RAM: an array of latches
Random Access Memory is, conceptually, a grid of single-bit storage cells (in static RAM, literally a latch per bit) arranged in rows and columns. A decoder takes the address bits and activates exactly one row; the data on that row is then readable or writable through a shared set of data lines.
"Random access" means any address can be reached in the same amount of time, regardless of which address was accessed previously — unlike a shift register or tape, where reaching a far-away bit takes longer.
Reading and writing
A Write Enable line controls direction: when active, the decoded row's latches are set to whatever is on the data lines. When inactive, the decoded row's current contents are instead driven onto the data lines for reading. Only one row is ever selected at a time, which is exactly why the decoder from the previous article is the component that makes addressable memory possible at all.

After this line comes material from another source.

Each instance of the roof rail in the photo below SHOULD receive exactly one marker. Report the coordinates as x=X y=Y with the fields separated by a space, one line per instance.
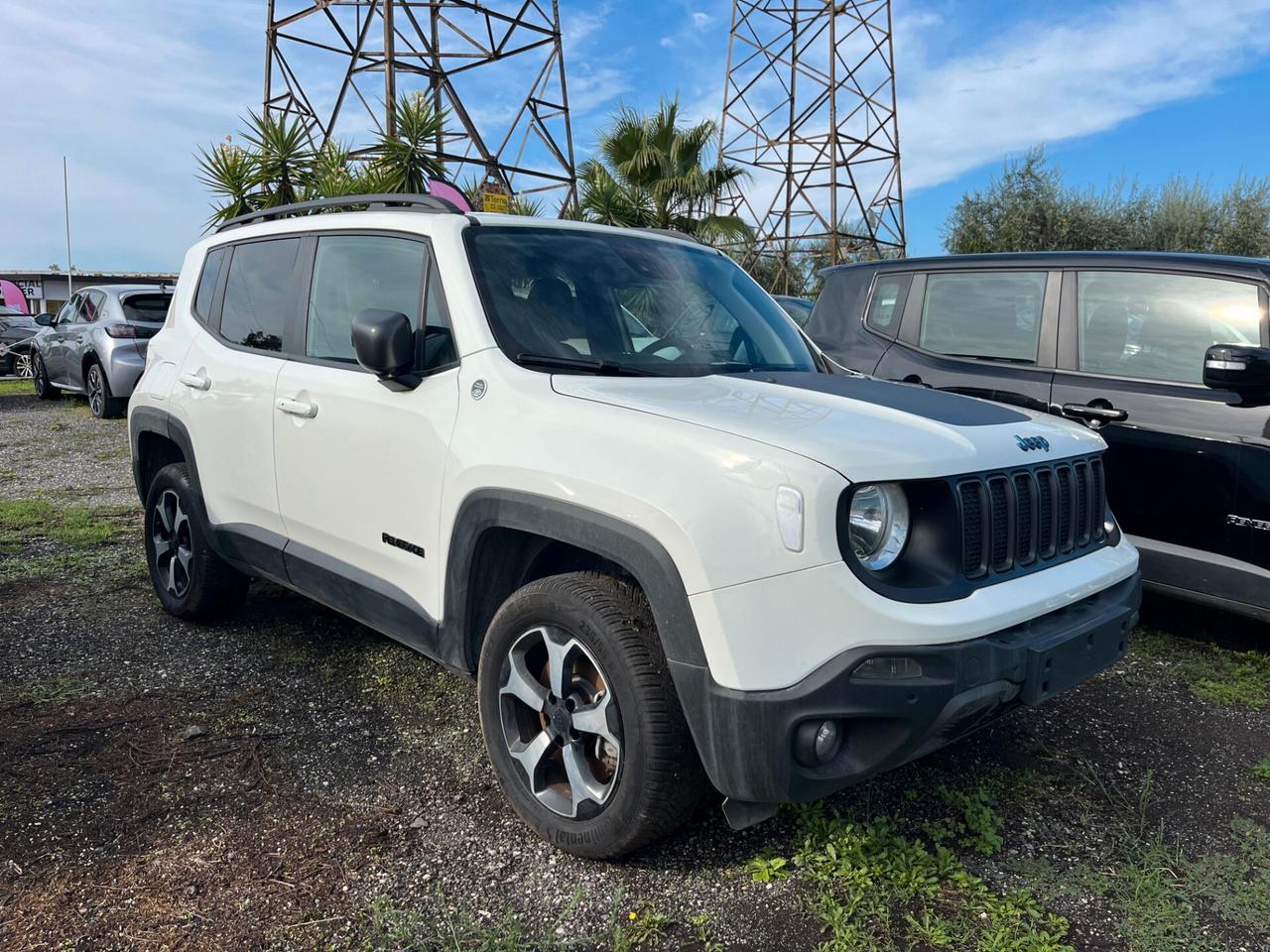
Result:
x=405 y=202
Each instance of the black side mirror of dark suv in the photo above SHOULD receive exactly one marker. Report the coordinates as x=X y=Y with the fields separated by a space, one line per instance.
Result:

ROM: permanently wired data
Read-Only Memory uses the same addressing principle — a decoder selects a row — but instead of latches, each cell is a fixed connection (present or absent) baked in at manufacturing time, or blown/programmed once in some variants. There is nothing to write: the same address always returns the same value, which makes ROM a perfect fit for data that must never change, like a bootloader or a fixed lookup table.
RAM vs ROM in practice
A real system uses both: ROM holds the startup code that runs before anything else is configured, and RAM holds working data and the program once loaded. Boolflow doesn't model a full memory array as a single block, but you can see the addressing principle directly: load a decoder example, and notice that the same decoder driving one of several latches is exactly how a tiny RAM is built from parts you already know.